At last in his own room, Ayan-Dar sat on a simple stool, overcome with weariness and the painful throb of pain from his lacerated back. The next few days, he knew, would be most unpleasant. What he felt now was akin to holding his hand close enough to an open flame to distinctly feel the heat. But soon it would be more like his hand resting on glowing coals. He would have to lay down at some point, on his stomach or side, of course. But once he did, he would not be able to get up very easily.
 

A soft knock sounded at his door.
 

“Come in, high priestess of the Desh-Ka,” he called. He had felt T’ier-Kunai approaching from the song in her blood.

The door opened, and she entered, bearing a tray. On it was a mug of ale and some strips of meat.
 

“And what should the peers think,” he said, smiling, “of their high priestess serving food and drink to such a ne’er-do-well?”

“That I am nearly as much of a fool as you,” she said as she closed the door behind her and set down the tray on the low table beside him.

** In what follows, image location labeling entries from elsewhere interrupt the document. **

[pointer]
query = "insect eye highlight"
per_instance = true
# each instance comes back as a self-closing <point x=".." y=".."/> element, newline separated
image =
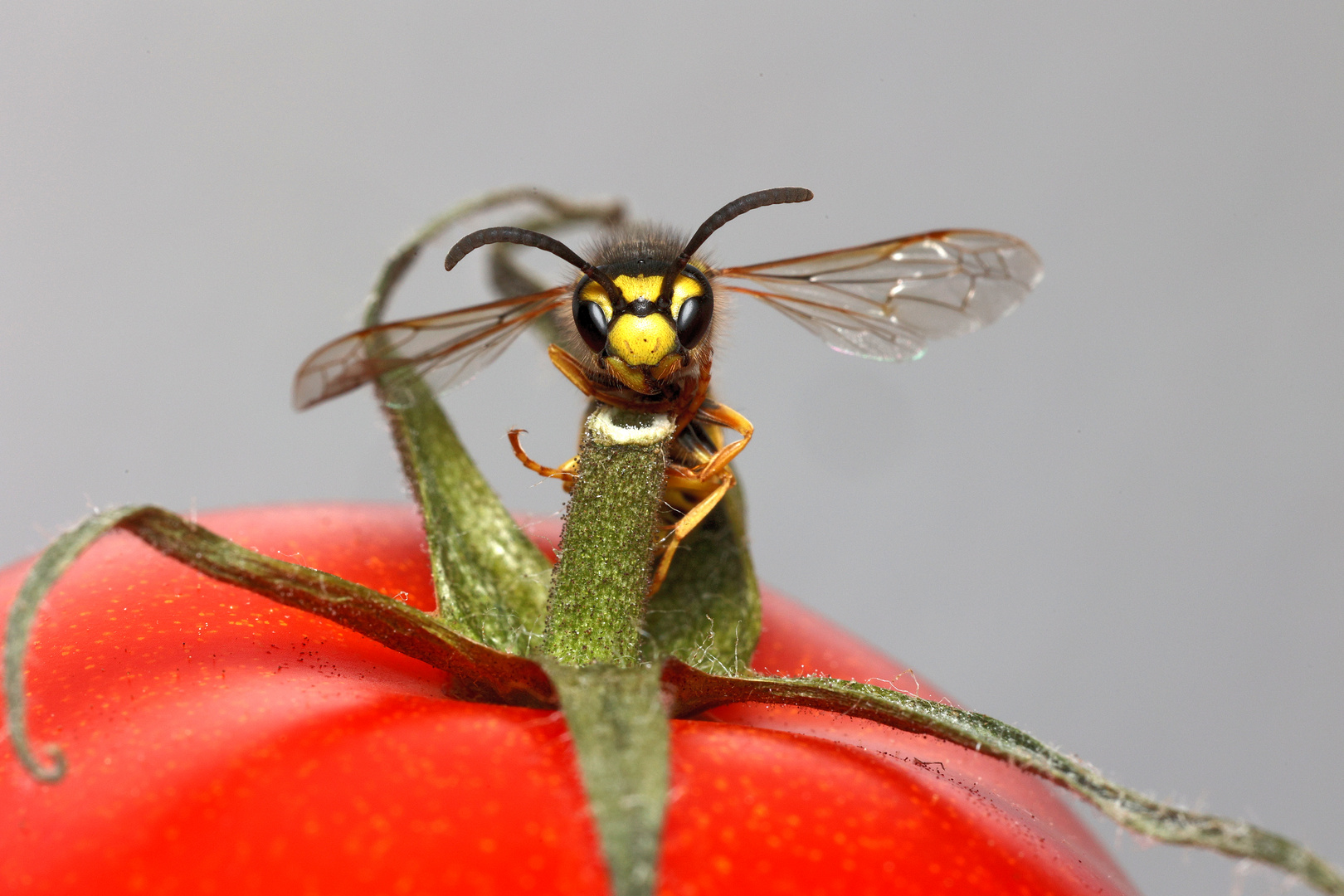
<point x="693" y="320"/>
<point x="590" y="323"/>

“You looked in on Ria-Ka’luhr?”

“Yes.” She handed him the mug of ale, which he gratefully accepted. As he drank, she told him, “Having more sense than you, he has already taken to his bed to rest.”

Ayan-Dar looked at her. Something in her voice told him there was more. “And?”

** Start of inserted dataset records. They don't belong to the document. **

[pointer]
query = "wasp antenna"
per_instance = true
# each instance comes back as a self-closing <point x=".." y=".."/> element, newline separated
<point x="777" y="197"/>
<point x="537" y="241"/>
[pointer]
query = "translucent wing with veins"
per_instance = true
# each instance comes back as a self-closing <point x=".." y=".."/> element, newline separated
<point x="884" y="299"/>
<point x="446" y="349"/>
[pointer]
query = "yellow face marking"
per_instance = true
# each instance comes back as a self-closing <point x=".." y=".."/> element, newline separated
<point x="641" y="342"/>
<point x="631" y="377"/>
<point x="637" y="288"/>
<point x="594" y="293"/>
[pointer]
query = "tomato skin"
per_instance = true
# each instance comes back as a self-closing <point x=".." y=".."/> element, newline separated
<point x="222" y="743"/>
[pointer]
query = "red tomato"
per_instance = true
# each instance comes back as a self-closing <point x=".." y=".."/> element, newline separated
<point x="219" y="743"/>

She shook her head, a look of frustration on her face. “I do not know. There is something about him that I cannot explain. I only sensed it for a moment, when he was in great discomfort as he lay down. It was as if I was looking at him through a glass, a prism, perhaps, and for just that brief moment saw two images of his spirit. One was what I expected to see. The other…”

“What? What did you sense?”

“The other image of him was one of torment, of madness.”

With a grunt, Ayan-Dar set down the mug and said, “Being punished on the
Kal’ai-Il
is a traumatic event. I can accept it more easily, but for an acolyte it would be far more difficult. While there is no stigma among us after the punishment is rendered, it would be a brutal blow to a young warrior’s honor and ego. Especially for an acolyte who is a mere step away from joining the priesthood.” He shrugged, realizing too late the pain it would cause. Baring his teeth, he added, “And he had already suffered at the hands of the honorless ones. If I only knew what role Syr-Nagath played in this affair.”